The conversation around renewable energy often focuses on its climate benefits, but its economic advantages cannot be ignored. Every locally generated unit of renewable energy reduces exposure to volatile fuel markets and strengthens energy independence. This is not just a matter of reducing carbon emissions; it’s about creating a more resilient economy.

Countries that invest in decentralised renewable energy systems will be better equipped to weather future fossil fuel shocks. They will reduce their reliance on imported fuels, lower their energy costs, and create new economic opportunities. It’s time for policymakers to prioritise this transition and create the necessary frameworks for growth.

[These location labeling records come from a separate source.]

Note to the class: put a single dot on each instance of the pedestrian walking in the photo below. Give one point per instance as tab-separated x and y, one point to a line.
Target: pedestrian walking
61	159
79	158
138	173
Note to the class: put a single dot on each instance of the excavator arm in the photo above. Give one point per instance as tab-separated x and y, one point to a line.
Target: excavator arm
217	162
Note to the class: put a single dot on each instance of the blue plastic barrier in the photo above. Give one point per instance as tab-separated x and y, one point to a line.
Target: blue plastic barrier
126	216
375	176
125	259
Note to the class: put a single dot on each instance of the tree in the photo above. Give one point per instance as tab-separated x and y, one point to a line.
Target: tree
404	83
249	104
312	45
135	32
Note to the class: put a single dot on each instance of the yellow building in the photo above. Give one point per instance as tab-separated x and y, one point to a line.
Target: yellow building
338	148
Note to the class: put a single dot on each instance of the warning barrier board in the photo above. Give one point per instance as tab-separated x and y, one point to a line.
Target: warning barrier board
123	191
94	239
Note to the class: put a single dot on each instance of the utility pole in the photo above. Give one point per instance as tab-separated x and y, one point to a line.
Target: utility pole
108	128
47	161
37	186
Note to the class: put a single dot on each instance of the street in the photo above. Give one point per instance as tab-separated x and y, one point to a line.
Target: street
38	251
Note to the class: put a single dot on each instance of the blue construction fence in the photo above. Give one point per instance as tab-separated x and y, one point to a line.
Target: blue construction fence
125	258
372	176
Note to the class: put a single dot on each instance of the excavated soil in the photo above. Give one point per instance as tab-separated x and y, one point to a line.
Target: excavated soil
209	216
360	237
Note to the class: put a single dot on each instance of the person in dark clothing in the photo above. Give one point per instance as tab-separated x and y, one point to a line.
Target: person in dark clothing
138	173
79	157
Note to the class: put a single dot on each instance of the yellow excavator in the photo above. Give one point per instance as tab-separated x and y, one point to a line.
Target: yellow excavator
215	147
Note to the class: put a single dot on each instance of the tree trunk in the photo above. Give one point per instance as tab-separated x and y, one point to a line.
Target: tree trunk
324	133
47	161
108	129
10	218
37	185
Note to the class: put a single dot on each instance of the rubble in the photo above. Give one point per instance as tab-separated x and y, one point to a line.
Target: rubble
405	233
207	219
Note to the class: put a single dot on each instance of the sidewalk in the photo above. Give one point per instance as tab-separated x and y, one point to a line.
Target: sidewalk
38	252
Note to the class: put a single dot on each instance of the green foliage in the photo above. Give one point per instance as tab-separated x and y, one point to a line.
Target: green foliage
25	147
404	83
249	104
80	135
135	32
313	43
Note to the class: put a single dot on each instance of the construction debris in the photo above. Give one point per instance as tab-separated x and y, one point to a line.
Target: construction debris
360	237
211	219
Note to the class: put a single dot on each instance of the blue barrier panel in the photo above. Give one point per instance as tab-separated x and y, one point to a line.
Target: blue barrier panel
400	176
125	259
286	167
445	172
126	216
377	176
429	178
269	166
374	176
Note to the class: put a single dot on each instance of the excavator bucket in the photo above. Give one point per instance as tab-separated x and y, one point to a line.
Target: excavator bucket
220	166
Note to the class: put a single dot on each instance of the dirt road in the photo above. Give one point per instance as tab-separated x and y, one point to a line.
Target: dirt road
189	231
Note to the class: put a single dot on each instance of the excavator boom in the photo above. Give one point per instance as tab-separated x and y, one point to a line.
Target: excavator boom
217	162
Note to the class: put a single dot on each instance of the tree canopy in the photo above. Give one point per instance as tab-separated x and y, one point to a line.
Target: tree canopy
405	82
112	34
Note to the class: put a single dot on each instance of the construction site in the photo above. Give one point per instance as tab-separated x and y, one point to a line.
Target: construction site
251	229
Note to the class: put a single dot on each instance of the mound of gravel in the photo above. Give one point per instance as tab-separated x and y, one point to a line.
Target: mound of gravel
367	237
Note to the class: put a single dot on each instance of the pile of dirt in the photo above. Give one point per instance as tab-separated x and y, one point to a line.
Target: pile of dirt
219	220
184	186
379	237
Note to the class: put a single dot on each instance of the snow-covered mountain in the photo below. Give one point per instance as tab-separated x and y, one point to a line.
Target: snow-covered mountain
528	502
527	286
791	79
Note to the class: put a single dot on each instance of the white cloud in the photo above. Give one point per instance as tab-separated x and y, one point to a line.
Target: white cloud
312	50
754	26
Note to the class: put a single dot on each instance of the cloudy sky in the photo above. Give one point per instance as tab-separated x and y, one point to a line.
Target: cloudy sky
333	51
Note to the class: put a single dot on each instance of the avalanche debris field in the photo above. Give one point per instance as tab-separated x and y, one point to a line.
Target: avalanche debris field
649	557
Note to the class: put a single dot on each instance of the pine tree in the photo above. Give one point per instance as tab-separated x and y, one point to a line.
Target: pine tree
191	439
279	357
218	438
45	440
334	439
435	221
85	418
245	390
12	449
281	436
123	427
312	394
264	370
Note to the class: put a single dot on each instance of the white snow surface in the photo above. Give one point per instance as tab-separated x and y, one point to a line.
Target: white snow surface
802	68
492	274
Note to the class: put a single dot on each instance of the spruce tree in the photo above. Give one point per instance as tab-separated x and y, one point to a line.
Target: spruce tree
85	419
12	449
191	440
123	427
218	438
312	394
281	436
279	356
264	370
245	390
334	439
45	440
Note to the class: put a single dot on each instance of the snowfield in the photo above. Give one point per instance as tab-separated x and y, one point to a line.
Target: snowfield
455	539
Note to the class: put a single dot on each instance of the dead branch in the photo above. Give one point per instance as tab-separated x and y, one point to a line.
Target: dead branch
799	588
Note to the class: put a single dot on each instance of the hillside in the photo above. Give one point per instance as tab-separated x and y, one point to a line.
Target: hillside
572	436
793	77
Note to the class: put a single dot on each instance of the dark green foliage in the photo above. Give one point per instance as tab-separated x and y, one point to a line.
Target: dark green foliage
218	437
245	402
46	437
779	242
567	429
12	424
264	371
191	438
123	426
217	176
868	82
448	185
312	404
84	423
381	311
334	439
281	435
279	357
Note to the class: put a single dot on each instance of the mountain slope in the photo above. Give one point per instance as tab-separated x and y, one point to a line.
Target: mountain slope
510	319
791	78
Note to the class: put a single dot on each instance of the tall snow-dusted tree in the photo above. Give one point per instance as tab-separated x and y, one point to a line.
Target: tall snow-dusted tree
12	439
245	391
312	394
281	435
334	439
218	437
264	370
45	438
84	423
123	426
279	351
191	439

As we emerge from the latest conflict, it’s essential to focus on building a more peaceful, secure, and resilient future. This requires replacing the energy system that allows crises in one part of the world to impose costs on people everywhere. We need a new energy paradigm that prioritises renewable energy and decentralisation. The transition will not be easy, but it’s essential for creating a sustainable future.

Reader Views

  • MT
    Marcus T. · small-business owner

    "It's time we stop treating energy markets like a high-stakes casino where profiteers reap massive windfalls from our collective vulnerability. The OECD's warnings about inflation and growth should be a wake-up call for policymakers to prioritize sustainable infrastructure investments over fossil fuel subsidies. We need to think beyond the next crisis and create a decentralized, renewable-powered economy that doesn't rely on volatile energy markets or war-driven price shocks."

  • DH
    Dr. Helen V. · economist

    The OECD's warnings about the Middle East conflict driving inflation and weaker growth are understated, as they fail to capture the systemic nature of our fossil fuel addiction. The real culprit is not just geopolitics, but a market that inherently prioritizes corporate profits over consumer well-being. As long as we're beholden to these volatile energy markets, households will remain vulnerable to price shocks. It's time to acknowledge the inherent conflict between economic growth and environmental sustainability – and start making structural changes to transition towards decentralized renewable energy.

  • TN
    The Newsroom Desk · editorial

    While the OECD's warnings about inflation and growth are well-timed, we need to be honest with ourselves: the fossil fuel industry has always operated as a perpetual disruptor of global economies. The real issue isn't just conflict or supply constraints; it's the inherent volatility of an energy system designed to churn out profits in times of crisis. We must look beyond the immediate threats and ask whether our reliance on centralized power grids is inherently vulnerable to shocks – and if so, what are the practical steps we can take to move towards more decentralized, resilient energy systems?